Politique culturelle
Tiago Guedes : « La danse à Lyon a un poids historique et un futur »

Tiago Guedes : « La danse à Lyon a un poids historique et un futur »

19 novembre 2022 | PAR Amelie Blaustein Niddam

Tiago Guedes est depuis le mois de juillet le nouveau directeur de la Maison de la danse de Lyon et de la Biennale de la danse de Lyon. Nous l’avons rencontré quelques minutes avant la première de Mystery Sonatas d’Anne Teresa De Keersmaeker.

Votre projet s’appelait « On(l)y danse », pouvez-vous nous raconter brièvement quel était ce projet pour lequel vous avez été nommé ?

Les tutelles à Lyon demandaient aux candidats d’imaginer un projet pour rassembler deux institutions qui existaient déjà, la Maison de la danse et la Biennale de Lyon, avec les futurs Ateliers de la danse. Bien sûr ce sont des institutions différentes. La Maison de la danse est un théâtre avec une quarantaine de spectacles par saison et très ancrée dans le 8e arrondissement.

Pardon de vous couper, mais vous voulez dire qu’avant vous ces entités-là n’étaient pas reliées ? Ce n’était pas un seul projet ?

La Maison de la danse est une institution et la Biennale de la danse est une partie de la Biennale de Lyon. En effet, la Biennale de Lyon organise, dans les années paires, la Biennale d’art contemporain qui se passe en ce moment, et dans les années impaires la Biennale de la danse. Ça, c’est une première chose. L’autre chose est que la Maison de la danse fait partie des deux théâtres français, avec Chaillot à Paris, qui ne programment que de la danse. La particularité, c’est que l’on retrouve la même équipe artistique dans la programmation de la Maison de la danse et de la Biennale de la danse. C’est aussi le même directeur. J’ai succédé à Dominique Hervieu. Avec le départ de ce dernier, les tutelles voulaient vraiment imaginer un pôle danse à Lyon avec plus de porosité entre ces deux institutions, ou trois institutions, quand les Ateliers de la danse sortiront de terre en 2026.

Mon projet « On(l)y danse » a pour objectif de partager la danse à Lyon, d’y créer beaucoup plus de liaisons qu’il y avait avant entre Maison, Biennale et Ateliers. Concernant les Ateliers, je défends leur existence dès 2023. Ce n’est pas de la magie, je défends les préfigurations des projets, qui doivent exister avant les bâtiments.

D’accord, donc vous fonctionnez vraiment avec le trois temps : la Biennale, les Ateliers et la Maison.
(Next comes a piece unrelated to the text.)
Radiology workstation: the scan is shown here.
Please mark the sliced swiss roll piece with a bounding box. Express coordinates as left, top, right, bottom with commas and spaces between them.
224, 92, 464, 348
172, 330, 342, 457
On parle d’ailleurs de trois temps mais on pourrait aussi parler de trois lieux avec des publics différents non ?

Oui, et la Biennale, c’est un grand projet de trois semaines tous les deux ans, alors que la Maison c’est en saison.

Vous avez été nommé en juillet, nous sommes en novembre. Est-ce que vous avez eu des surprises en arrivant ? Cinq mois après, est-ce que votre projet bouge ? 
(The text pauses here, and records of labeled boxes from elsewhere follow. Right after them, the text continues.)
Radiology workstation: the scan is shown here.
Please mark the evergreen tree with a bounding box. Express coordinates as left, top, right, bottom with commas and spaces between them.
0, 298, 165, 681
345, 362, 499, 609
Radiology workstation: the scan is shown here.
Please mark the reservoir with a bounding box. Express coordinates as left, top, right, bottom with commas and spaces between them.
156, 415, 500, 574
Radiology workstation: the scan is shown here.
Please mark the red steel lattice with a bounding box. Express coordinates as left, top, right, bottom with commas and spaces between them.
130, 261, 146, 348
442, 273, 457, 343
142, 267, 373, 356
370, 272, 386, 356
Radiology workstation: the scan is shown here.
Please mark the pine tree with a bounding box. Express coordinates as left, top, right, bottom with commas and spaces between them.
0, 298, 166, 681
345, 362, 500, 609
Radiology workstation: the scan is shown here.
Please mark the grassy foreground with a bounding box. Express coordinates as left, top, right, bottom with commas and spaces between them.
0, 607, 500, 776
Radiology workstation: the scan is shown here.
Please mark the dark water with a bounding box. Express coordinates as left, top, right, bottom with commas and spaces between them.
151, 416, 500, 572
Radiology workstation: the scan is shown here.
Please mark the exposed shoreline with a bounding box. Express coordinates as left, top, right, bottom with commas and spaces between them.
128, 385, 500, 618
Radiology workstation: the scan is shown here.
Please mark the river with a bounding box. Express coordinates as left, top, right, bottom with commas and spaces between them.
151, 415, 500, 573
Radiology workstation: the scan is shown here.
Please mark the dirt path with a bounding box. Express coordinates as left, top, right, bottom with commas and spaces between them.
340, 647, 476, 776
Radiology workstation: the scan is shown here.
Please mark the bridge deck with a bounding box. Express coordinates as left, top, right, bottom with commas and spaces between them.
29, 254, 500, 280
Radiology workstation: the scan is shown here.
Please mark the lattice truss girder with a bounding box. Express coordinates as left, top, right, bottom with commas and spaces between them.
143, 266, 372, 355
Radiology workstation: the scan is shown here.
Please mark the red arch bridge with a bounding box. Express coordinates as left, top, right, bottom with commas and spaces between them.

J’en suis vraiment à ce moment-là. Je me demande : qu’est-ce que j’avais écrit de mon projet, et qu’est-ce que je peux faire tout de suite ? Là, nous sommes dans un moment assez intéressant qui est celui de la planification. C’est-à-dire, qu’est-ce qu’on va faire dans une première saison, dans une deuxième, dans une troisième saison ? Parce qu’en fait, le projet que j’avais écrit, c’est un projet d’avenir, pour les trois prochaines années.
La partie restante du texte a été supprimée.